Added by Constantin Asofiei almost 2 years ago. Updated almost 2 years ago.

Status:
New
Priority:
Normal
Assignee:
-
Target version:
-
Start date:
Due date:
% Done:

0%

billable:
No
vendor_id:
GCD
version:

History

#2 Updated by Constantin Asofiei almost 2 years ago

  • Tracker changed from Bug to Feature

OpenEdge allows specification of the top-level stack depth via the -nb command line option.

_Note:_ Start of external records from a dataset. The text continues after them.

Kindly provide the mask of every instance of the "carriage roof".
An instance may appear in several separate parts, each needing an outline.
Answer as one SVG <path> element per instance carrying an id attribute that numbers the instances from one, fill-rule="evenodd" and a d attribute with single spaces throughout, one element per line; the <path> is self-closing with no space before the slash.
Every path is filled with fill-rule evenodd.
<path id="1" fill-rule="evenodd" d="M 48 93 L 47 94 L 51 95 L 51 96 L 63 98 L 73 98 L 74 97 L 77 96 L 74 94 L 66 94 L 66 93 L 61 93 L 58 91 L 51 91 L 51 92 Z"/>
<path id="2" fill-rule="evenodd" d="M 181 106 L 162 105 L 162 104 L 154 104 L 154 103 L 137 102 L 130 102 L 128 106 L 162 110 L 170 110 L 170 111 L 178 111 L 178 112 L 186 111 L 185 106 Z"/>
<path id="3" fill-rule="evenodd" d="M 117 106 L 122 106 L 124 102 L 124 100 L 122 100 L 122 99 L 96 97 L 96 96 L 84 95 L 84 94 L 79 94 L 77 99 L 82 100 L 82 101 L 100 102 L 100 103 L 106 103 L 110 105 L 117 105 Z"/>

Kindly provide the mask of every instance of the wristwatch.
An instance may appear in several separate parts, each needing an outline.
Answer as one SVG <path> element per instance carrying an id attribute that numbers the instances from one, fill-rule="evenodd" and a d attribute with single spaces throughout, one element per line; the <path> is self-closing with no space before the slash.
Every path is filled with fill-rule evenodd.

This raises a STOP condition when this limit is reached - which can be caught by the application and allow the execution to continue.

In Java, recovering from a StackOverflowError I don't think is possible. I've done some tests with a simple recursive 4GL function call (calls itself into infinite recursion), and this allows ~950 BlockManager.processBody calls on the Java stack.

Although this is an application error, which can be fixed in the original code, FWD should be able to recover from this. A possible way is to add a limit of the processBody calls on the stack, and when this is reached, raise a STOP condition. This limit should be somewhere ~700-800 calls by default, and allow configuration in the directory, per user/group/server (is there a reason to have a bootstrap config on the client?). But some tests should be done with RUN statements, as these consume more stack entries than a simple recursive function call, and adjust this number.

This will be a deviation from -nb - which tracks top-level blocks on the stack - but doing this in FWD is fragile, as we don't have control over the stack consumed by the other blocks. That's why processBody is a better place to track the stack depth.

#3 Updated by Greg Shah almost 2 years ago

How likely is it that we can find a good default value? I think leaving the default as "uncatchable abend" is not good for production.

#4 Updated by Constantin Asofiei almost 2 years ago

Greg Shah wrote:

How likely is it that we can find a good default value?

There are a couple of issues of concern:
  • leave the default too small, and FWD raises a STOP condition when it should not
  • leave the default too big, and we end up with StackOverflowError

For the 'good default value', we need to analyze the different type of possible calls - like RUN, DYNAMIC-INVOKE, etc - and see at what stack depth FWD raises a StackOverflowError. I don't think there is a way to have a 'this is the exact depth at which a StackOverflowError will be encountered in Java', we need an approximate value which doesn't limit the stack depth in normal operation, and also prevents StackOverflowError.

I think leaving the default as "uncatchable abend" is not good for production.

My point here is more to 'harden' FWD so that it does not end up with stack overflow. For production, all these cases should be fixed already in the converted application code - but, if one happens, FWD should be able to recover from it and do all the runtime processing while unwinding the stack (like rollback).

#5 Updated by Greg Shah almost 2 years ago

My point here is more to 'harden' FWD so that it does not end up with stack overflow. For production, all these cases should be fixed already in the converted application code - but, if one happens, FWD should be able to recover from it and do all the runtime processing while unwinding the stack (like rollback).

Yes, that is exactly what I'm saying.